CTS2M: concurrent task scheduling and storage management for residential energy consumers under dynamic energy pricing

Abstract

Dynamic energy pricing policy introduces real-time power-consumption-reflective pricing in the smart grid in order to incentivise energy consumers to schedule electricity-consuming applications (tasks) more prudently to minimise electric bills. This has become a particularly interesting problem with the availability of photovoltaic (PV) power generation facilities and controllable energy storage systems. This study addresses the problem of concurrent task scheduling and storage management for residential energy consumers with PV and storage systems, in order to minimise the electric bill. A general type of dynamic pricing scenario is assumed where the energy price is both time-of-use and power dependent. Tasks are allowed to support suspend-now and resume-later operations.
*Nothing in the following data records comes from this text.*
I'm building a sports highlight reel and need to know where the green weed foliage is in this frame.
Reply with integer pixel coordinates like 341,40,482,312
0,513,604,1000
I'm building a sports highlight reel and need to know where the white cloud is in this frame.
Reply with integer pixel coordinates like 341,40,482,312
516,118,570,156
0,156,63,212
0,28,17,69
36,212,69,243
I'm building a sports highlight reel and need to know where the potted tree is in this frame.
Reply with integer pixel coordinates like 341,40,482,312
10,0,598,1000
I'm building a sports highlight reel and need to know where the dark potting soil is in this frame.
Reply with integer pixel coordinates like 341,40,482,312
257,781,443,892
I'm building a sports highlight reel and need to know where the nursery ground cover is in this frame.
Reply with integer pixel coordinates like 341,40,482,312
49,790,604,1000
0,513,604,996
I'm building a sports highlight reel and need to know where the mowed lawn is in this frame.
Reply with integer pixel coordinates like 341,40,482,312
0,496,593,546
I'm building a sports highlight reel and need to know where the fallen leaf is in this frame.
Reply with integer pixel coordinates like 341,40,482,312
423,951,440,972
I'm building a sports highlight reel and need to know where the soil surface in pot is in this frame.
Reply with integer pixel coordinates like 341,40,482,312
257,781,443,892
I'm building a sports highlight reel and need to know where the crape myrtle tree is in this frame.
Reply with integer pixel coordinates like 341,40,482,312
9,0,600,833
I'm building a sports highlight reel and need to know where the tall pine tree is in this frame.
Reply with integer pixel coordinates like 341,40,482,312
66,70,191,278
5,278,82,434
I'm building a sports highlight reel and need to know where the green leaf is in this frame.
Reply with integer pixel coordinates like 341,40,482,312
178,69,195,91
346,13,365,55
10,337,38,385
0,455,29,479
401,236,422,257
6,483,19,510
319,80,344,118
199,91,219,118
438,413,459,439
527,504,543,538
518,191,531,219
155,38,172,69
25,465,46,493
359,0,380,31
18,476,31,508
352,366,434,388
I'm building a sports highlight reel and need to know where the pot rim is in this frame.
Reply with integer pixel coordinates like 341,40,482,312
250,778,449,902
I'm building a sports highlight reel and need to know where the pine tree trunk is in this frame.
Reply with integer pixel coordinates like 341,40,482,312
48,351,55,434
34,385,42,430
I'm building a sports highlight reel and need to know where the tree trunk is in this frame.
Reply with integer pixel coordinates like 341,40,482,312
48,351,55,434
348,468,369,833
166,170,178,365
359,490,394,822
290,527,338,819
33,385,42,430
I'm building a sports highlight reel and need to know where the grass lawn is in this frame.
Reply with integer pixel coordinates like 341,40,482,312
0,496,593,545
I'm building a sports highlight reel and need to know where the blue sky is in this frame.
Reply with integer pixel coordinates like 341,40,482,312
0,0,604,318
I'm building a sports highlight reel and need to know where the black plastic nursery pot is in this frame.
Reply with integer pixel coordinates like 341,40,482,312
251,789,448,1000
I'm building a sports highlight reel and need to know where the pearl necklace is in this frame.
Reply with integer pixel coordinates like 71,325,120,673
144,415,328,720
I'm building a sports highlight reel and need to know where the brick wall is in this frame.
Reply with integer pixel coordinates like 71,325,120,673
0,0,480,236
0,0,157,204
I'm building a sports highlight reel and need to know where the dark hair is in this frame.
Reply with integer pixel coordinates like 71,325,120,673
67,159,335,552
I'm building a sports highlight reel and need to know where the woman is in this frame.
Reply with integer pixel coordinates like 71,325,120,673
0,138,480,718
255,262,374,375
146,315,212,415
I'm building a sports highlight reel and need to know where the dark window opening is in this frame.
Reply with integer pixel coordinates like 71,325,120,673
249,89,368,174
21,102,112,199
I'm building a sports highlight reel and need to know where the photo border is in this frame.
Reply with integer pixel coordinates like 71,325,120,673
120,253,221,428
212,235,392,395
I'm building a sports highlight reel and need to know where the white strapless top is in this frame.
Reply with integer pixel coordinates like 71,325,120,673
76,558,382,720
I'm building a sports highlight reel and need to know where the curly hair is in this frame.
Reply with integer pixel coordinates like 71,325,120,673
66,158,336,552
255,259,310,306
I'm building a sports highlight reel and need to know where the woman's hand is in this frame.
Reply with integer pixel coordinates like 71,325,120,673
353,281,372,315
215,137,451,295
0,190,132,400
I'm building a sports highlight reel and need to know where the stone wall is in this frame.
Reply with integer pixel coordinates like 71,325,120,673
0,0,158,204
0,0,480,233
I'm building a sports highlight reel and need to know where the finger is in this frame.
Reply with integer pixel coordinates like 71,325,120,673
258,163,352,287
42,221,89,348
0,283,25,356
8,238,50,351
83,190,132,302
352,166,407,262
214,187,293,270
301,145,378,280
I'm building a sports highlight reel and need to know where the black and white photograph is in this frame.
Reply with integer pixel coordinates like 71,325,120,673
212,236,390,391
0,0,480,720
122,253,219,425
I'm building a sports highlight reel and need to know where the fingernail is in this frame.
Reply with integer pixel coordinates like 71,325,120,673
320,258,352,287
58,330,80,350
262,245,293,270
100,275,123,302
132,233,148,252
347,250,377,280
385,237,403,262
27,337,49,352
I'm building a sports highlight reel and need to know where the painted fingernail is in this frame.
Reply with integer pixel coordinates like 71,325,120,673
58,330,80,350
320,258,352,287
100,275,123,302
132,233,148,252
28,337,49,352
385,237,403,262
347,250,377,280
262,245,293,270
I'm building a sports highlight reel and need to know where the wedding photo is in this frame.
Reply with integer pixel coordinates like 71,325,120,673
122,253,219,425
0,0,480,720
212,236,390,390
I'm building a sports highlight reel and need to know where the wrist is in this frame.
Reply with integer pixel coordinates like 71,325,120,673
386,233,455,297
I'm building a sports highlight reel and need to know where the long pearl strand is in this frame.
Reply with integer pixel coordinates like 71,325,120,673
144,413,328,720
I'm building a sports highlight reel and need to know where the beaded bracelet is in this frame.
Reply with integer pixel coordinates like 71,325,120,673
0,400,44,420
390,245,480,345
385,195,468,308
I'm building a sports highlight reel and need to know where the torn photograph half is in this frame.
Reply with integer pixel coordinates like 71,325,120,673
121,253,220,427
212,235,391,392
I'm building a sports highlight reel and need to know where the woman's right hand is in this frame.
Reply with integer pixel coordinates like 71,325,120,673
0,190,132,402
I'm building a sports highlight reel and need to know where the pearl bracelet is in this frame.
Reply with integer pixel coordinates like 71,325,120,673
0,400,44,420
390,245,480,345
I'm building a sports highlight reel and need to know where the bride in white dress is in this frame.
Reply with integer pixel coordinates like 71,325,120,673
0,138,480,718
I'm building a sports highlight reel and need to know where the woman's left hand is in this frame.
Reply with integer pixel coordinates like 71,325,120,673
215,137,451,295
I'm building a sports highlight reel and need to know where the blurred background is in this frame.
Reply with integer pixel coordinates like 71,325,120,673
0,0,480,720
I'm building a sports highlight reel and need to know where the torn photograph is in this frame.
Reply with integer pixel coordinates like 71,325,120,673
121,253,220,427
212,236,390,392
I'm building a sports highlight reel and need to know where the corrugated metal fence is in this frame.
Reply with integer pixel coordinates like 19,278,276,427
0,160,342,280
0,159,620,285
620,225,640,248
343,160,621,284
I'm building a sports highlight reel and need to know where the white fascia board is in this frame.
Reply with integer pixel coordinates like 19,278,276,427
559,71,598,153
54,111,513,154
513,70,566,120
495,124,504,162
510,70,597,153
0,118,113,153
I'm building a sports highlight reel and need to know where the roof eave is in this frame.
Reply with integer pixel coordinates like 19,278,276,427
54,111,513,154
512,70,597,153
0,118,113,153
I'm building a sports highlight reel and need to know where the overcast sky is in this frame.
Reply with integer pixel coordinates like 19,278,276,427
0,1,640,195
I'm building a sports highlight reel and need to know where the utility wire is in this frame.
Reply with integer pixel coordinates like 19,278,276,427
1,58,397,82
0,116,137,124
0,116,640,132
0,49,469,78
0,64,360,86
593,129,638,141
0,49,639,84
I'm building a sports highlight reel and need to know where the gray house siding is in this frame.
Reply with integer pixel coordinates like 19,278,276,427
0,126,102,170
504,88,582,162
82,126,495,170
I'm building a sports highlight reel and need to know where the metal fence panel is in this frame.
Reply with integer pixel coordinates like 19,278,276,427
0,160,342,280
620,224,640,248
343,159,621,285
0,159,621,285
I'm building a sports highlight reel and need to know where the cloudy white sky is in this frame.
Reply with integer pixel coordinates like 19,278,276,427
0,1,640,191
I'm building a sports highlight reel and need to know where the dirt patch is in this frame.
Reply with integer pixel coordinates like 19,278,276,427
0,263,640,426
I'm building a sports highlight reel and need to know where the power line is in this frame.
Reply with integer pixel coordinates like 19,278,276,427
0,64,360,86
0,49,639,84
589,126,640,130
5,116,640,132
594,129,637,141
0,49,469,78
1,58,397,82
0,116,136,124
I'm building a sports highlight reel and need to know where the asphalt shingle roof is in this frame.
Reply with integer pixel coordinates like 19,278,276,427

A negotiation-based iterative approach has been proposed. In each iteration, all tasks are ripped-up and rescheduled under a fixed storage charging/discharging scheme, and then the storage control scheme is derived based on the latest task scheduling. The concept of congestion is introduced to gradually adjust the schedule of each task, whereas dynamic programming is used to find the optimal schedule. A near-optimal storage control algorithm is effectively implemented. Experimental results demonstrate that the proposed algorithm can achieve up to 60.95% in the total energy cost reduction compared with various baseline methods.